Kaggles algorithms show machines are getting too good at judging humans

A San Francisco-based startup that hosts data science competitions, has uncovered some disconcerting insights about human behavior in its two-year run. At times, its founders have been surprised by the accuracy of an algorithm, and the competitions continue to evoke controversy.
In short, data can be dangerous. I caught up with the company’s founder and CEO, Anthony Goldbloom, to find out more about recent data-driven discoveries that have rocked the boat.
1) “The Essay Scoring Competition”

Sponsor: Hewlett Foundation / Prize: $100,000
Goal: To get the computer to give an essay the same score a human grader would.
The idea was that by analyzing spelling and punctuation, as well as sentence structure, an algorithm could give an essay a reliable score, perhaps even more consistent than a human grader.

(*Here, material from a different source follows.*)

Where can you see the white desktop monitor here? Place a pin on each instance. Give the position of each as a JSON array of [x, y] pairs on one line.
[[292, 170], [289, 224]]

Martin O’Leary, a glacier scientist at the University of Michigan, was one of hundreds of competitors from around the world. He told Reuters that he discovered that human graders are rarely in agreement. They are swayed by irrelevant, aesthetic factors like how neatly a student writes. Unlike an algorithm, they award scores that seem random.
“The reality is, humans are not very good at doing this,” said Steve Graham, a Vanderbilt University professor who has researched essay grading techniques in an interview with Reuters.
A controversial study, indeed. Reflecting on the competition, Goldbloom was not initially convinced it could be done. ”I remember thinking: Are we going to be falling flat on our face? It’s really hard to take an essay and give it a grade,” he recalled. The biggest obstacle was to find a team with the requisite machine learning expertise and the ability to deal with unstructured data, including text.